Friday, September 3, 2010

the priesthood

Last Sunday to prepare ourselves for the coming ordination in our parish we made a special reflection material on the priesthood to be reflected upon, prayed over with and shared. It included one’s personal experiences with priests, good and bad, our dreams and expectations from them and what we could do as lay people to help them live their role as servant leaders of the community.

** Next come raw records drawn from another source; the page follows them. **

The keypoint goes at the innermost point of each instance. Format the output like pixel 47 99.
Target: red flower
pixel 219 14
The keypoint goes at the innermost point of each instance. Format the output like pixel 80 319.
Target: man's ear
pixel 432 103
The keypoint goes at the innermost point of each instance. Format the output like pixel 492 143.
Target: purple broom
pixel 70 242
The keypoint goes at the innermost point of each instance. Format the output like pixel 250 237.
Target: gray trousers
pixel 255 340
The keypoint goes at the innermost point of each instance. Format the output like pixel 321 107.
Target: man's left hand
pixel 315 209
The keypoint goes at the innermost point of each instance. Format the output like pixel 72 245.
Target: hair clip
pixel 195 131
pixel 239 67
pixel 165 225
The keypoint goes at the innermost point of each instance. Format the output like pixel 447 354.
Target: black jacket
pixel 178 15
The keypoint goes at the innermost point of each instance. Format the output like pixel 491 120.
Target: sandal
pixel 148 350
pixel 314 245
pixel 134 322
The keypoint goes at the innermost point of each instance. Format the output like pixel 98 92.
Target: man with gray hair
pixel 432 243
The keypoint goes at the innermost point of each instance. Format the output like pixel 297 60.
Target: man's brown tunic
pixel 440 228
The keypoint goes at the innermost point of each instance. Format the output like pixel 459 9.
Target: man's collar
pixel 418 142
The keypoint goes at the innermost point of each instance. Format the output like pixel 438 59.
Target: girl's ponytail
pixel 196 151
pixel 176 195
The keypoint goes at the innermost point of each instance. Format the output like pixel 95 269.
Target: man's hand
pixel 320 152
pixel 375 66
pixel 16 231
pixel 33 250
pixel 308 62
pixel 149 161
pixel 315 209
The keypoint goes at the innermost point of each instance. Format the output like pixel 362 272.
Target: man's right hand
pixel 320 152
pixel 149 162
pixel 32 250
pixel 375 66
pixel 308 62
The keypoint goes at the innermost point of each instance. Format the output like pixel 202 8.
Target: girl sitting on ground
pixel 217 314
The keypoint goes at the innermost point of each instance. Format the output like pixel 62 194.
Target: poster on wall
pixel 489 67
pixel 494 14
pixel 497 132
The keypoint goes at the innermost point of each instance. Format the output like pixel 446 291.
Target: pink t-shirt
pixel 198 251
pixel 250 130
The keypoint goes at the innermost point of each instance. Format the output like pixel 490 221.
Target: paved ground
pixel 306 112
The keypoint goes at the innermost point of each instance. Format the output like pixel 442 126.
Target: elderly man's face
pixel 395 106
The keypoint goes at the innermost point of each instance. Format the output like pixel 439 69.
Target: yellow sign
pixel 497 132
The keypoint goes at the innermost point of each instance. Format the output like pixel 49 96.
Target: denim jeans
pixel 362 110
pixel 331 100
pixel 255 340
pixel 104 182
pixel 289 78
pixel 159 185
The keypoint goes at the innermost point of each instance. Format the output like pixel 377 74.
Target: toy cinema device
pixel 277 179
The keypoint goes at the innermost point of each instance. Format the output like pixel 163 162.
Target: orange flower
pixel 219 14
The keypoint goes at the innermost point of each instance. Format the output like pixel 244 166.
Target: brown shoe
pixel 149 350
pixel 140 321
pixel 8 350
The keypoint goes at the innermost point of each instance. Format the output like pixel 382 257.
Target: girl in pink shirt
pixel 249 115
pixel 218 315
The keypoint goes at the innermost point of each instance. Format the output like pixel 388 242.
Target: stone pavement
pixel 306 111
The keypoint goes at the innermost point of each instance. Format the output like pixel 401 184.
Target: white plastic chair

The reflections which our faith sharing groups in the barangays have shared was enlightening and I read each one of them. There were instances were I am saddened by what I read, sometimes encouraged or sometimes just simply amused. I have read many books about the priesthood written by popes, theologians, mystics and the so called experts on the field for my personal growth as a priest. But it never hit me the same way as it hit me when I read the priesthood viewed from below, written by the very people for whom the priest is after all called to serve. It is simple, practical and direct to the point, devoid of theological concepts which could make our minds at times leery and all the more confused. Last issue we presented some of their views and I am planning to put all of them on file, read them again and again and reflect on them and share them especially with our new priest.

Preparing this issue has been a kind of a retreat for me as I reflect once more on the ideals of the priesthood and the priesthood that I am living at the moment. What I have seen made me humble or should I say humiliated me. Indeed there were times these past few days when I would ask the Lord why he chose us as I search my mind once more trying to fathom the mystery of the call. But the more I think of it the more I could not understand. His words to Isaiah rings true for me today and to you who may wonder why God chose him and not the other - “as far as the heavens is from the earth, so far are my ways above your ways.”


However as I lived the priesthood and saw and are ever exposed to the weaknesses of the man to whom this gift was entrusted, I am lead to affirm the fact that God chose us because he is humble. He is humble in his selection of the men who will lead his church and he is risking himself to be humiliated every time he chose another. Indeed every time we priests fail to live up to our calling we do not only scandalize our people but we also humiliate God. Looking at our work today, I would say that if God is not God I believe he would quickly disassociate himself from us or fire us as he did to that dishonest servant in the gospel. But God never gives up on us because he is humble. And every time somebody steps up to the altar to be ordained, God once more risks himself to be humiliated and just the same he never gives up hope and he never stops calling. 

I believe that this is not the only “defeat” God has suffered, for from the time of creation to the time of redemption and until now everything that he does seem to fall into failure because of us whom He created. Maybe the one divine characteristic he is trying to hammer upon us in this utter failure is His mercy - we are born, we live, we die, we attain redemption, and we obtain heaven because of his mercy. And this is what he is asking from us too and in the way we look at the priest - mercy. Look at it with His on eyes and have mercy.